The Environmental Protection Agency has acted quickly on the president’s orders to issue emissions limits for new power plants, sending a draft of the proposed rule to the White House on Monday, according to Politico.
Last week, President Barack Obama announced that he was directing the EPA to issue greenhouse gas emissions limits for new and existing power plants, which critics argued would hurt the coal industry.
The EPA has already acted on the president’s orders to limit emissions from new power plants, which could foreshadow that the agency will also move swiftly in issuing emissions limits for existing power plants.
The content of the draft may not become public for months. Politico reports that it “may be significantly weaker than an April 2012 draft that had seemed vulnerable to industry legal challenges.”
Earlier this year, the EPA missed a deadline to finalize emissions limits for new power plants, angering environmental groups. The proposed limits would have effectively banned the construction of new coal-fired power plants unless they utilized carbon capture technology, which is not commercially viable.
The Obama administration’s new plan to address global warming includes funding for carbon capture technology as part of $8 billion in loan guarantees, but critics argue that the administration is simply continuing its “war on coal.”
“After failing to get congressional approval for his partisan environmental agenda, President Obama has announced that he will unilaterally forge ahead with his job-killing plan,” said West Virginia Republican Rep.

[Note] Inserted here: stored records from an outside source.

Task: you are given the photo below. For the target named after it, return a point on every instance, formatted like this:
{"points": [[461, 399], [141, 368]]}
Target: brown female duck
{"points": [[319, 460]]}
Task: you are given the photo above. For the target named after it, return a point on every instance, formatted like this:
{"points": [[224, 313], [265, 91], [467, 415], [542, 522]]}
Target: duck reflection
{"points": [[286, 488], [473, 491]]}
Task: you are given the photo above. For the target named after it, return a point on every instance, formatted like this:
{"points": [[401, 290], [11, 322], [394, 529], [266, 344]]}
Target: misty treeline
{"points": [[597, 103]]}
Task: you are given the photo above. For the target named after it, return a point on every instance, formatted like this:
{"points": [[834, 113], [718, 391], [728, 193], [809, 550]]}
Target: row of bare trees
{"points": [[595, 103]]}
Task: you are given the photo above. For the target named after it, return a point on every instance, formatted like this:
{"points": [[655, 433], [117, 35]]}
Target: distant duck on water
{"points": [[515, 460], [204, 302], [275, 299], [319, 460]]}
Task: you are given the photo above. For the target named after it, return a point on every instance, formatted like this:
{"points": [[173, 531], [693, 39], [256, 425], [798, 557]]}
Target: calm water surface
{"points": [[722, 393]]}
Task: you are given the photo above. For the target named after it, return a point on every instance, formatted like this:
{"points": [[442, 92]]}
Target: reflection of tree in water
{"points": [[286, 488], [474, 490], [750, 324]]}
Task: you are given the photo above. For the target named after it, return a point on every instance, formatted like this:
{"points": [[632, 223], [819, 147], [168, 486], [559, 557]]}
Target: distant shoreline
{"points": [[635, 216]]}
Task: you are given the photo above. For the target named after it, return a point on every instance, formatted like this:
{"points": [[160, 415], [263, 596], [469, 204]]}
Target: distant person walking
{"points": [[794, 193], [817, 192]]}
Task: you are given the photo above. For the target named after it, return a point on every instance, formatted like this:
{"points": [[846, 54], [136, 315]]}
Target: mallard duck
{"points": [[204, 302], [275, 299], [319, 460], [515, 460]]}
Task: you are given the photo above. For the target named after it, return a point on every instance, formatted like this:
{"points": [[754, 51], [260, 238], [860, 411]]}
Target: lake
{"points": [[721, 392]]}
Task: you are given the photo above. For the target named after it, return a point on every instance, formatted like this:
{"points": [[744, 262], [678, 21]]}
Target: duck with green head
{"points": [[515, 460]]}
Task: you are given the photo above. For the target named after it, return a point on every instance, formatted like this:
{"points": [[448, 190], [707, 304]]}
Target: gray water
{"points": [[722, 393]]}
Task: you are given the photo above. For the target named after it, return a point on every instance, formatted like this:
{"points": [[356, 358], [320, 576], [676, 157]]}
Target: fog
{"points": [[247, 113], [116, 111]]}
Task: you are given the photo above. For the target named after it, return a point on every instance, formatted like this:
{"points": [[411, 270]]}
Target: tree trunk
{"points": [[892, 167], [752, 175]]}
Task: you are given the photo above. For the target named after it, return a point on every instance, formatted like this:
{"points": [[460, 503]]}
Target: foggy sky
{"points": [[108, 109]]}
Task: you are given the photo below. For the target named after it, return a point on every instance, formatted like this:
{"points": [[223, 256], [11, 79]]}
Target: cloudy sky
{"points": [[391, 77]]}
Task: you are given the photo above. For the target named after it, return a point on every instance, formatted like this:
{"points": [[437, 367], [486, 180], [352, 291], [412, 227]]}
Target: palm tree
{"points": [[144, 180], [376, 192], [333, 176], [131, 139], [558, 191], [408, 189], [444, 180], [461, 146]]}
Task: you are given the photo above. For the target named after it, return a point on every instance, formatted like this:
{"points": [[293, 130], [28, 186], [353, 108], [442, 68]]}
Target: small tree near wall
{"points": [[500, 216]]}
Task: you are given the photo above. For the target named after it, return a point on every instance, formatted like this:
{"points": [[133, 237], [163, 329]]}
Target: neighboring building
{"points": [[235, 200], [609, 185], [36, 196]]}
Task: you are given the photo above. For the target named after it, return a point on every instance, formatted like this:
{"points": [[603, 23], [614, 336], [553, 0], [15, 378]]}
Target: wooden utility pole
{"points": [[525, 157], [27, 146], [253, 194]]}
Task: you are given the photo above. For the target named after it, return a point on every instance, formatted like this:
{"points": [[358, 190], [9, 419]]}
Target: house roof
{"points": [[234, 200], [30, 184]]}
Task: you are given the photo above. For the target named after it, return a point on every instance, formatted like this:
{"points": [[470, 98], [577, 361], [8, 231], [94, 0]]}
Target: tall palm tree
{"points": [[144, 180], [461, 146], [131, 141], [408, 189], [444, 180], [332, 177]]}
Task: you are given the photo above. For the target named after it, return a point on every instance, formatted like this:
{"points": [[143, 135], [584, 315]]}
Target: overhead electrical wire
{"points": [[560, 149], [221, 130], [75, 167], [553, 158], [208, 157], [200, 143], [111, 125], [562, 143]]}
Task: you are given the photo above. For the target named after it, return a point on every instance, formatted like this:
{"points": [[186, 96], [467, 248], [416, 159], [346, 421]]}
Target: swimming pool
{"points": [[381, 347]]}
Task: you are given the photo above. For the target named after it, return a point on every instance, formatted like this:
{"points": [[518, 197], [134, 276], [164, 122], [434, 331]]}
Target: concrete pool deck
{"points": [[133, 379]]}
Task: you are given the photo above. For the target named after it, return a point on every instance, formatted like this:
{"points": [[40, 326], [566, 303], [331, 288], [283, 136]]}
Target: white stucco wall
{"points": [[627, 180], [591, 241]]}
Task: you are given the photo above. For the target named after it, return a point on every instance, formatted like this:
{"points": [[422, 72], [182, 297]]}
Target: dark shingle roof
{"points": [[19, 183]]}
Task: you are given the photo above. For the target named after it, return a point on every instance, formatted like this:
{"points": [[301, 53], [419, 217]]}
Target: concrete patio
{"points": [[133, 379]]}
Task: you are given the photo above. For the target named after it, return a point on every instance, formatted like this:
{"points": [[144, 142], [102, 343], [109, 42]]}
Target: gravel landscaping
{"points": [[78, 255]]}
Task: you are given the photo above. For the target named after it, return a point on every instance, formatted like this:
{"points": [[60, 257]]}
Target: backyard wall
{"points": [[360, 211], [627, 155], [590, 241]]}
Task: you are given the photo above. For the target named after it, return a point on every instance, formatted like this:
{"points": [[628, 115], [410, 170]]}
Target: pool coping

Shelley Moore Capito. “In 2008, then-Senator Obama made threats to ‘bankrupt’ anyone who wants to build a new coal-fired power plant, and over the years he has used the Environmental Protection Agency as a way to accomplish that goal.”
The administration’s plan has also been criticized as being a “backdoor energy tax.”
“Because the president knows that he cannot possibly advance this backdoor energy tax through even the Democrat-controlled Senate, he much prefers to force his agenda through the Environmental Protection Agency and other federal bureaucracies where political appointees and loyal White House lieutenants can accomplish through executive fiat what he never could through legislation,” said Thomas Pyle, president of the Institute for Energy Research.